Hi I was trying to run the example from Mahout in action Chapter 7(k-Mean Clustering). Can somebody guide me how to run that example in a Hadoop Cluster(single Node CDH-4.2.1) with Mahout(0.7)
These are the steps i followed:
Copied the code( from Github)into my Eclipse IDE, on my local machine.
Incuded these jars into my Eclipse project.

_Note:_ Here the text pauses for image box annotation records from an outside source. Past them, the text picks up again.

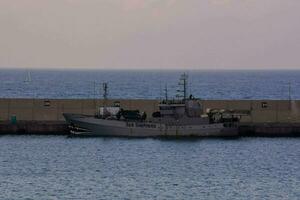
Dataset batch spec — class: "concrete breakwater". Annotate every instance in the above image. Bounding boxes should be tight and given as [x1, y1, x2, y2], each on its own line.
[0, 99, 300, 136]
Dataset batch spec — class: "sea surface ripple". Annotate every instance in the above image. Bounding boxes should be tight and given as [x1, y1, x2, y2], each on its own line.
[0, 69, 300, 100]
[0, 136, 300, 199]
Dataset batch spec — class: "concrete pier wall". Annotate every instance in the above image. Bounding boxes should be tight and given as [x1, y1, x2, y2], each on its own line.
[0, 99, 300, 123]
[0, 99, 300, 136]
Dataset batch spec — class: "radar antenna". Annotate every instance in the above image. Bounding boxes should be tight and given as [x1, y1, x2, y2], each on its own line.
[176, 73, 188, 101]
[102, 82, 108, 116]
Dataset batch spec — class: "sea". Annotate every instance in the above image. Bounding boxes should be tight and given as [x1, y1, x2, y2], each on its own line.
[0, 69, 300, 100]
[0, 70, 300, 200]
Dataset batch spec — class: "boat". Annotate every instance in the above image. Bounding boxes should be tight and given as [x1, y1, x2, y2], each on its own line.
[63, 74, 239, 137]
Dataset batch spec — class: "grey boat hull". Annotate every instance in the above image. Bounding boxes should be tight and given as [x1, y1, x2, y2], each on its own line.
[64, 114, 238, 138]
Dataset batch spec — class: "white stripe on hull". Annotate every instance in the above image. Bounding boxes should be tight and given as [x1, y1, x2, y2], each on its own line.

hadoop-common-2.0.0-cdh4.2.1.jar
hadoop-hdfs-2.0.0-cdh4.2.1.jar
hadoop-mapreduce-client-core-2.0.0-cdh4.2.1.jar
mahout-core-0.7-cdh4.3.0.jar
mahout-core-0.7-cdh4.3.0-job.jar
mahout-math-0.7-cdh4.3.0.jar
Made a Jar of this project and copied that jar onto my Hadoop Cluster
Executed this command
user@INFPH01463U:~$ hadoop jar /home/user/apurv/Kmean.jar tryout.SimpleKMeansClustering
which gave me following Error
Exception in thread "main" java.lang.NoClassDefFoundError: FileSystem
at java.lang.Class.getDeclaredMethods0(Native Method)
at java.lang.Class.privateGetDeclaredMethods(Class.java:2427)
at java.lang.Class.getMethod0(Class.java:2670)
at java.lang.Class.getMethod(Class.java:1603)
at org.apache.hadoop.util.RunJar.main(RunJar.java:202)
Caused by: java.lang.ClassNotFoundException: FileSystem
at java.net.URLClassLoader$1.run(URLClassLoader.java:202)
at java.security.AccessController.doPrivileged(Native Method)
at java.net.URLClassLoader.findClass(URLClassLoader.java:190)
at java.lang.ClassLoader.loadClass(ClassLoader.java:306)
at java.lang.ClassLoader.loadClass(ClassLoader.java:247)
... 5 more
Can anyone help me with what i'm missing or is my way of execution wrong?
Secondly i would like to know how can i run K-mean Clustering on a CSV file??
Thanks In Advance :)